The Tidyverse: the best* -verse for data scientist

Reading Time: 4 minutes

There are a couple popular universes out there like the MCU and its multiverse, and Zuckerberg’s Metaverse. My personal favourite however is actually a universe of R packages.

This post is by no means a tutorial for the tidyverse. Nor is it an introduction to these packages or style of coding using R. Instead, this is just a compilation of my favourite features of the packages that will hopefully convince you of its power and convert you to the tidy side.

What is in the tidyverse?
Tibbles!
Pipes & Purrr
A few (more) of my favourite things

1. What is in the tidyverse?

The tidyverse is a collection of R packages designed by Hadley Wickham for data science. It includes packages useful for loading, wrangling, modelling and visualising data, and a couple that make programming in R so much better. When you install and load the tidyverse, the following core packages will be loaded:

install.packages("tidyverse")
library(tidyverse)

readr – to import tabular data
tibble – the better* dataframe
dplyr – for data manipulation
tidyr – to make data tidy
ggplot2 – for data visualisation
purrr – for functional programming
stringr – for string manipulation
forcats – for factors

There are also a couple other packages that are also installed for working with specific types of vectors, importing other data types and for modelling.

2. Tibbles!

I must start this section by addressing the * I’ve included so far. The tidyverse developers themselves describe it as an opinionated collection of R packages on the website. So when I say that tibbles are better than data frames, that’s just my opinion as someone who has drunk the Kool-Aid and loves it.

If you’ve ever used the data.frame or data.table, unless you’ve completely mastered using them, you may agree with me that it can be a bit confusing remembering how many commas are needed, whether to use square brackets or parentheses, if something is being done in place or if you need to make a copy. A tibble is “a modern reimagining of the data.frame”. The developers put it nicely when they said that tibbles are lazy and surly data.frames: they do less and complain more.

3. Pipes & Purrr

When you’re trying to manipulate data, or doing analysis that isn’t super simple, it’s very likely that you’ll end up with nested functions. Here’s a simple example: you want to create a table of random numbers using different distributions and then add a column for a new distribution.

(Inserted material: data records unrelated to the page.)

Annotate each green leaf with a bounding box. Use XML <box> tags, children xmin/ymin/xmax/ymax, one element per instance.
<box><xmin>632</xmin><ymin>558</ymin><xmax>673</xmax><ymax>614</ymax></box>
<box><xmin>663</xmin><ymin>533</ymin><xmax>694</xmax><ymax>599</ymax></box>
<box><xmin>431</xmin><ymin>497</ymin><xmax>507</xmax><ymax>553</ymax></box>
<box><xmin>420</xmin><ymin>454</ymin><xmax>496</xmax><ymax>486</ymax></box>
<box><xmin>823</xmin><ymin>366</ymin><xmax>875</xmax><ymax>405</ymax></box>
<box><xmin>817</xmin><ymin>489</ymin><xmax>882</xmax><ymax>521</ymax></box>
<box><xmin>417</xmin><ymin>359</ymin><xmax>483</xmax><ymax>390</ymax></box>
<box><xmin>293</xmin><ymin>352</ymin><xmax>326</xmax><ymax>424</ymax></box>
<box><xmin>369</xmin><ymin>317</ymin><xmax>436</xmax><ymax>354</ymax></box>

There are a couple ways to approach this: you could create a new variable (or overwrite the variable) at each step. Or you could use pipes. Among other things, piping saves you having to rewrite variable names, avoid nested function calls and makes code look so much more elegant. The pipe operator %>% is included when you install the tidyverse.

#both bits of code do the same thing

no_pipe = tibble(N = rnorm(10), E = rexp(10))
no_pipe = mutate(no_pipe, G = rgamma(10,1))

with_pipe = 
  tibble(N = rnorm(10), E = rexp(10)) %>%
  mutate(G = rgamma(10,1))

If you want to take it to the next level, the package magrittr includes several other piping operators. My personal favourite is the assignment pipe %<>% which allows you to modify data in place.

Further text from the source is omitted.